Coca-Cola y los buenos hábitos alimenticios

 

Hace unos días estuvimos disfrutando de la tercera experiencia organizada por Coca-Cola dentro de su campaña #Supermamafeliz, centrada en el bienestar emocional, nutricional y físico. Y la verdad es que, además de aprender sobre nutrición y cocina (ya os pasaré las recetas), lo pasamos genial; tanto grandes como pequeños. ¿Queréis saber por qué?

La cita fue en la Escuela de Cocina Telva en Madrid, donde Rafa Urrialde, Responsable del Área de Salud de Coca-Cola Iberia, nos ilustró con su charla “Mitos sobre nutrición”. Rafa tuvo que lidiar con la curiosidad de unas madres blogueras entregadas a la causa de descifrar las claves de una buena alimentación, un tema que a mí especialmente me preocupa bastante porque tengo la sensación de que cada vez comemos peor (en nuestro país, uno de cada cinco niños tiene sobrepeso). Mientras nosotras tomábamos buena nota de lo que hay y no hay que hacer para cuidarse, nuestros hijos se lo pasaron pipa en la ludoteca de la escuela.

Tras esta didáctica charla, Sesé San Martin, chef y directora de la Escuela de Cocina Telva  (su blog, Mis cinco tenedores, no tiene desperdicio) se nos metió a todos en el bolsillo con su master class en la que cocinamos cuatro recetas, aparentemente fáciles y descaradamente ricas: quiche de cebolla caramelizada y queso azul, ensalada de espinacas, caracolas de ave con jamón y tarta mousse de chocolate.
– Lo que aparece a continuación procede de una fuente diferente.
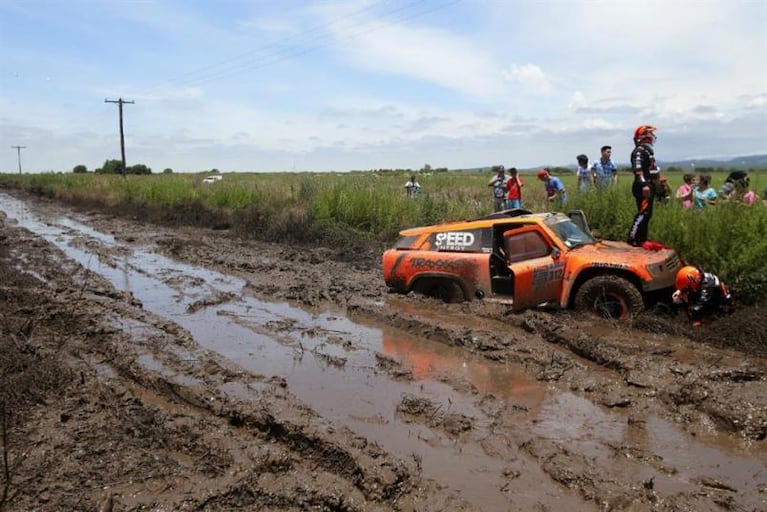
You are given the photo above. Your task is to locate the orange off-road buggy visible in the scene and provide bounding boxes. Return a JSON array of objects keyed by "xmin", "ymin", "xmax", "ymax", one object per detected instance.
[{"xmin": 383, "ymin": 210, "xmax": 682, "ymax": 318}]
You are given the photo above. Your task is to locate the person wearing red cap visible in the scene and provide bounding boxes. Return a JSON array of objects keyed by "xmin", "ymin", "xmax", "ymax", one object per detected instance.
[
  {"xmin": 672, "ymin": 265, "xmax": 735, "ymax": 327},
  {"xmin": 538, "ymin": 169, "xmax": 567, "ymax": 207},
  {"xmin": 487, "ymin": 165, "xmax": 509, "ymax": 212},
  {"xmin": 627, "ymin": 124, "xmax": 660, "ymax": 247}
]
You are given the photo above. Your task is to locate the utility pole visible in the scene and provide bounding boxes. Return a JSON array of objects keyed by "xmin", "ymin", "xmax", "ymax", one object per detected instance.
[
  {"xmin": 11, "ymin": 146, "xmax": 27, "ymax": 174},
  {"xmin": 104, "ymin": 98, "xmax": 135, "ymax": 178}
]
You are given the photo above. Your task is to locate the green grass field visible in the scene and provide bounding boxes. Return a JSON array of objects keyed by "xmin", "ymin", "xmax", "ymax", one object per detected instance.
[{"xmin": 0, "ymin": 170, "xmax": 767, "ymax": 303}]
Para mí, lo mejor de este evento fue su final: los niños se incorporaron a la cocina de Sesé para echarla una mano: unos separaban las yemas de las claras; otros amasaban la masa de la quiche y algunos, como Martina, simplemente observaban mientras picoteaban de los platos que ya estaban acabados. La cocina era una fiesta y eso es precisamente lo que Sesé (periodista, Gran Diploma Cordón Bleu de Paris y ¡6 hijos!) pretendía: que todos participásemos. Está demostrado que si tus hijos te ayudan a cocinar, poco a poco se les irá inoculando el “virus cocinilla”, lo que me gusta pensar que, en un futuro próximo, se traducirá en que cocinarán con gusto y, por tanto, comerán mejor.

Desde este verano, intento hacer partícipe a Martina de la preparación de las comidas y es cierto que he notado que ahora se atreve a comer cosas que antes rechazaba sin darles una oportunidad; creo que por el simple hecho de que ella las ha cocinado. Así que seguiremos en esta línea, aunque la cocina (y parte del salón y mi despacho) acaben que da pena verlos.

Y vosotras, ¿cocináis con vuestros hijos?

    • ksandra
      01/10/14

      Coca-cola y buenos hábitos alimenticios en la misma frase… mmm.

        • Laura
          09/10/14

          Sí, sé que suena a contradicción total, pero no todo es cómo parece ¿o sí?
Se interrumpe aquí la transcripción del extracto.